By Julia-Ambra Verlaine 

Lebanon's sovereign bonds held steady early Wednesday following a deadly explosion in Beirut that threatened to exacerbate the economic crisis raging in the country.

The blast in the capital port that killed at least 100 people and injured thousands marked the latest hardship to the Middle Eastern state, which defaulted on its debt in March and is struggling to save its economy from financial collapse.

Lebanon missed payment on more than $1 billion of U.S. dollar-denominated bonds in March -- the first time the country ever failed to pay its debt. At the same time the Lebanese government said it would stop paying all commercial foreign currency debt obligations. These total about $31 billion, according to S&P Global. Beirut also skipped interest payments on several bonds in May and June.

Lebanon's bonds due in 2030 trade about 17 cents on the dollar. Credit rating agency S&P Global in July downgraded billions of dollars of bonds coming due between now and 2035, citing a lack of progress on debt-restructuring negotiations between the Lebanese government and creditors.

The largest holders of Lebanese bonds include London-based asset manager Ashmore Group and Fidelity Investments, according to FactSet.

"In the absence of a comprehensive restructuring plan backed by all key political institutions and parties, and external support, we continue to expect the negotiation process will be drawn out beyond 2020," said S&P credit analyst Zahabia Gupta.

Lebanon borrowed heavily over the years from local banks, which used unusually high interest rates to attract dollar deposits from the country's overseas diaspora. Then anticorruption protests shook the country and investors fled. Without the inflow of fresh dollars, Lebanon's financial system began to seize and the country defaulted.

Lebanese debt is a small slice of emerging-market indexes. The Middle Eastern state had 0.37% weighting in JPMorgan's widely tracked EMBI Global Diversified Index as of July 31, down from 0.64% in February. Indonesia, Mexico and China account for the top three in the index.

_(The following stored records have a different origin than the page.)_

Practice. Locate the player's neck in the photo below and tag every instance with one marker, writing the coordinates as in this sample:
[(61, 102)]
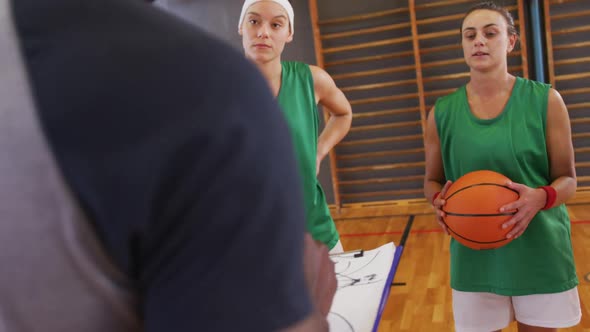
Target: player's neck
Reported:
[(272, 71), (490, 83)]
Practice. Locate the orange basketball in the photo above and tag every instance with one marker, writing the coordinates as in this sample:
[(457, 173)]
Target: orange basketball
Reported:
[(472, 209)]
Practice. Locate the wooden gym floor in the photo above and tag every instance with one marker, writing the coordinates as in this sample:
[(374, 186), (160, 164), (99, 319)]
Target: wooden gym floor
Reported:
[(421, 300)]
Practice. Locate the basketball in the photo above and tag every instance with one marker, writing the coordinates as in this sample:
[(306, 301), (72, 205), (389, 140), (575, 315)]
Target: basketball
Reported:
[(472, 209)]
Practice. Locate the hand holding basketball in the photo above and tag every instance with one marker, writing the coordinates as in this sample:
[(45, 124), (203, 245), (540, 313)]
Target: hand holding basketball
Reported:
[(530, 202), (438, 203)]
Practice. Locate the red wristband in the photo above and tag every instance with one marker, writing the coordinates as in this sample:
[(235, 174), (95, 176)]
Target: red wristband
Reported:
[(551, 196), (435, 196)]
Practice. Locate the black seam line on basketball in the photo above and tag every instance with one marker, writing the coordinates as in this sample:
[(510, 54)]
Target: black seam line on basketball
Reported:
[(479, 214), (478, 184), (470, 240)]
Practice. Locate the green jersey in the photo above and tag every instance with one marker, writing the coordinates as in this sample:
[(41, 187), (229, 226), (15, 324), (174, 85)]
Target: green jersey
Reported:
[(514, 144), (297, 99)]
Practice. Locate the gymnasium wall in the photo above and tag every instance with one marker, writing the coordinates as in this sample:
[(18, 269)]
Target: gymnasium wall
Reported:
[(394, 58)]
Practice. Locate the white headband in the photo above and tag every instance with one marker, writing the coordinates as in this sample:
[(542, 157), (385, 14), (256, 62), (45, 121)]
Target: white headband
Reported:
[(284, 3)]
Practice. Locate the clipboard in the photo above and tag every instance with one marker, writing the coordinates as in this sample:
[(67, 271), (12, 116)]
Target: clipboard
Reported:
[(364, 279)]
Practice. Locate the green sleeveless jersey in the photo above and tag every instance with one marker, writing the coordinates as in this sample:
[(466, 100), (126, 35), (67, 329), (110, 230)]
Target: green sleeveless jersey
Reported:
[(514, 144), (297, 99)]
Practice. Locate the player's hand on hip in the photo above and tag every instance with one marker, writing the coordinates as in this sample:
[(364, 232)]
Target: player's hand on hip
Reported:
[(438, 203), (530, 201)]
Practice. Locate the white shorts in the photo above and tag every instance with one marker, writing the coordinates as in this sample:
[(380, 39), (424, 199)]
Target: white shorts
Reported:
[(485, 312), (337, 248)]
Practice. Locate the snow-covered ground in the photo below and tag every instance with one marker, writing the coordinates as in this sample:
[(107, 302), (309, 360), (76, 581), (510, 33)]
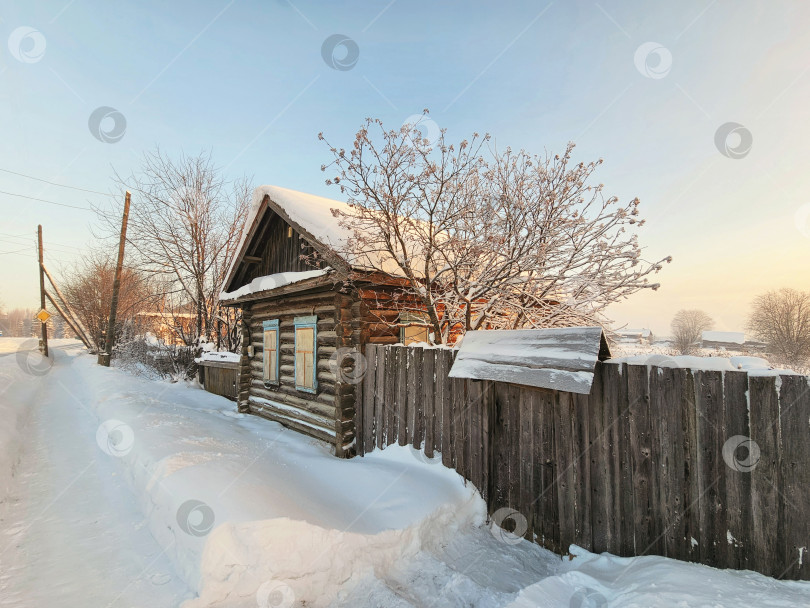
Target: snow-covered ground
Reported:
[(120, 491)]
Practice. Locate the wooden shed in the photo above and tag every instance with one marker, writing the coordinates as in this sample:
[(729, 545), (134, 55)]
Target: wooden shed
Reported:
[(307, 313)]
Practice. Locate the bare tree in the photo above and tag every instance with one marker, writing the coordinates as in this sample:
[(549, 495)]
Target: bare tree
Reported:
[(781, 319), (484, 239), (87, 286), (687, 329), (184, 225)]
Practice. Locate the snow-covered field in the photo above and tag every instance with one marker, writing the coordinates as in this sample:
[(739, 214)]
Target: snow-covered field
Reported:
[(120, 491)]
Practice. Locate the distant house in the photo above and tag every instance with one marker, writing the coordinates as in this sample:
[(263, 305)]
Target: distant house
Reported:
[(306, 310), (634, 336), (728, 340)]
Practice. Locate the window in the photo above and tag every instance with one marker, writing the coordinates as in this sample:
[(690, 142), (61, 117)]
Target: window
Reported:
[(306, 332), (412, 334), (270, 351), (414, 327)]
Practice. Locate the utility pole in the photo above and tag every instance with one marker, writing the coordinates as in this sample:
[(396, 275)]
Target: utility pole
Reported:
[(104, 358), (43, 324)]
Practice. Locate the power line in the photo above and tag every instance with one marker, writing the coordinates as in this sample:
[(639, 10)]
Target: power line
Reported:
[(42, 200), (15, 240), (39, 179)]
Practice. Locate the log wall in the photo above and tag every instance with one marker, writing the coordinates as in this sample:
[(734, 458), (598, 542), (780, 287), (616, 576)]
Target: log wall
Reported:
[(327, 414)]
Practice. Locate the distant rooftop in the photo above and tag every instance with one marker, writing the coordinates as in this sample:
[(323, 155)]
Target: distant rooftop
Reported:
[(732, 337)]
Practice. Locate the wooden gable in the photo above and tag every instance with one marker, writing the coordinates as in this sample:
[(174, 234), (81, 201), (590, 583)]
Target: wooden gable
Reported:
[(276, 246)]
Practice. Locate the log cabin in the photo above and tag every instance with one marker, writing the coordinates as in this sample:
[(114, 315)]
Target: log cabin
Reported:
[(308, 313)]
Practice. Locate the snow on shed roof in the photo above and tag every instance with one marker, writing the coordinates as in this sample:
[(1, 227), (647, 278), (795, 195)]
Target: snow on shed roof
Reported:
[(562, 359), (733, 337)]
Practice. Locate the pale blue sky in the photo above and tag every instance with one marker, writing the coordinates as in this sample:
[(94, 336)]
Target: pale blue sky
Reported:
[(247, 81)]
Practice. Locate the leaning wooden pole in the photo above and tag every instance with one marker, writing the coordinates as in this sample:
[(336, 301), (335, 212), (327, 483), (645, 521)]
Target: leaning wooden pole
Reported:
[(83, 334), (44, 325), (67, 319), (104, 358)]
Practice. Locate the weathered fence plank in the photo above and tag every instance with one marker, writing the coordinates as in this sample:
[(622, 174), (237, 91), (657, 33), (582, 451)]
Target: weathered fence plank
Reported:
[(566, 476), (711, 469), (765, 474), (428, 391), (640, 451), (443, 395), (367, 406), (526, 459), (545, 472), (380, 355), (738, 484), (398, 418)]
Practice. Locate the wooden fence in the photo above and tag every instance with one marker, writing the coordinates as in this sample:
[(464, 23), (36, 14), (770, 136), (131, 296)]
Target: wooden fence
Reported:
[(705, 466), (220, 378)]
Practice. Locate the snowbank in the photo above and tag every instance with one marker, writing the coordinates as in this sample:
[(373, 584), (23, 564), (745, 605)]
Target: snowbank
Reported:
[(238, 502), (272, 281), (640, 582)]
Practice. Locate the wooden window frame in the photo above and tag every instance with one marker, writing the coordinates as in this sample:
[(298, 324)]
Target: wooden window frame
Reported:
[(308, 322), (271, 325), (403, 326)]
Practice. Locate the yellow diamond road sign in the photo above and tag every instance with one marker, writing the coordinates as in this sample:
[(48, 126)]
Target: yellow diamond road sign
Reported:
[(43, 316)]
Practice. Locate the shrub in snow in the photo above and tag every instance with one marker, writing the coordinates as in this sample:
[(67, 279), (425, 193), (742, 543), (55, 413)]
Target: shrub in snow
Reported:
[(145, 357)]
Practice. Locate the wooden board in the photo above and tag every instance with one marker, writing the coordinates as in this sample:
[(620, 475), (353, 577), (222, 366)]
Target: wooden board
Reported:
[(794, 398)]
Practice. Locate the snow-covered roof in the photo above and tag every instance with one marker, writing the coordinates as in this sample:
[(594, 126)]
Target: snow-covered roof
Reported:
[(733, 337), (562, 359), (314, 218), (272, 281)]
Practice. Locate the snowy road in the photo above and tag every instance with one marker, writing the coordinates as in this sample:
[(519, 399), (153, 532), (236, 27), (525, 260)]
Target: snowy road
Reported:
[(95, 519), (71, 533)]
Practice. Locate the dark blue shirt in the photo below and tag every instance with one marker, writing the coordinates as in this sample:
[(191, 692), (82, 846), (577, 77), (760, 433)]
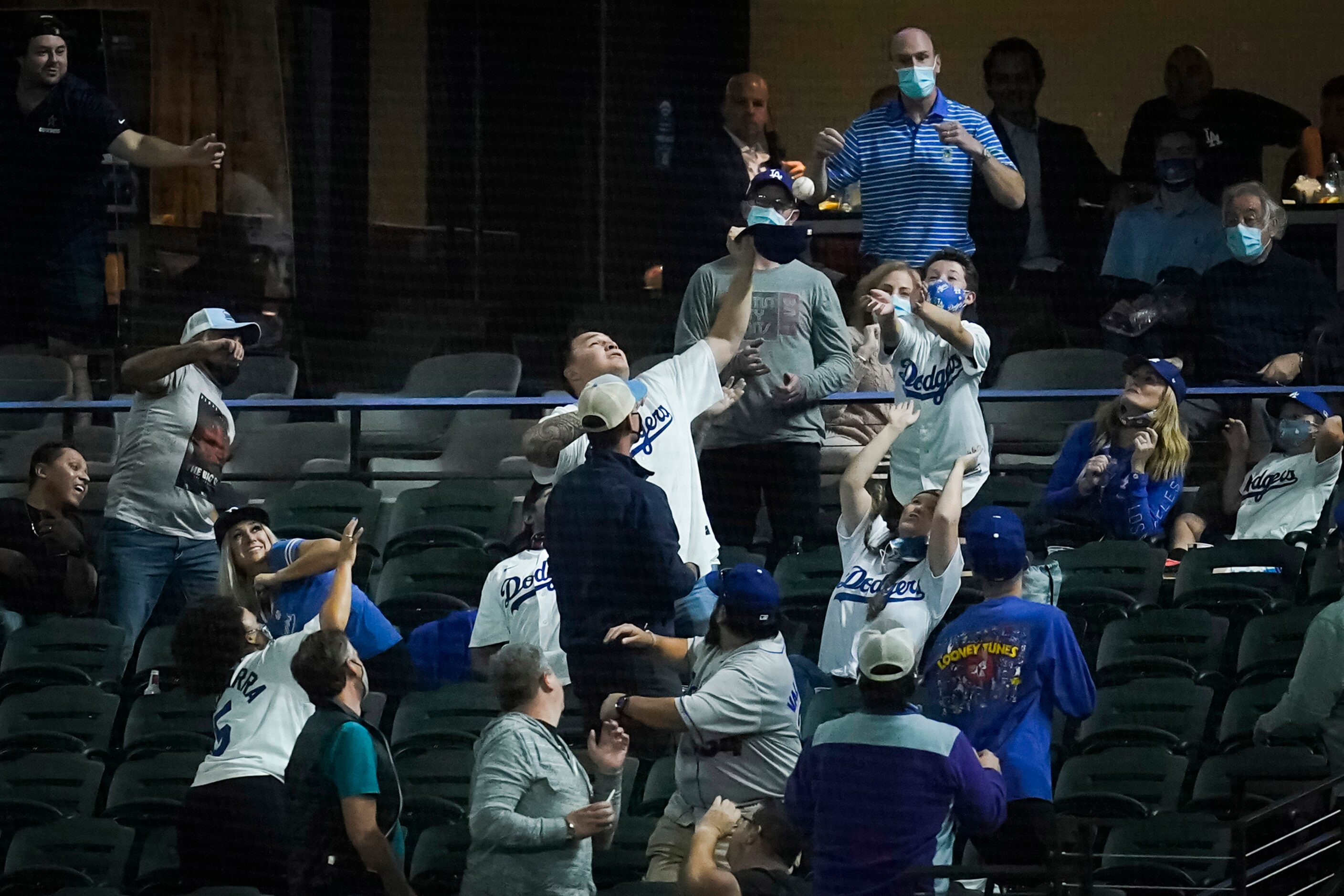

But the explosion marked the latest difficulty to strike developing markets, which are already under pressure from the global coronavirus pandemic and declining oil prices. Analysts forecast deep economic contractions for many emerging-market economies in 2020 and Argentina this week agreed to a $65 billion restructuring deal with creditors.

Foreign investors piled into emerging-market debt over the past decade seeking higher returns as central banks in developed economies slashed interest rates to stimulate growth. Trillions of dollars of debt around the world carries negative yields, with JPMorgan Chase & Co. research analysts saying the pile has grown in recent weeks.

That made high yields in emerging markets appealing to investors. Debt issued by Lebanon yields up to 7%, while the benchmark 10-year Treasury note traded Wednesday at around 0.54%, according to Tradeweb. Before March, when the coronavirus pandemic sent markets in a tailspin, the 10-year was yielding little above 1%.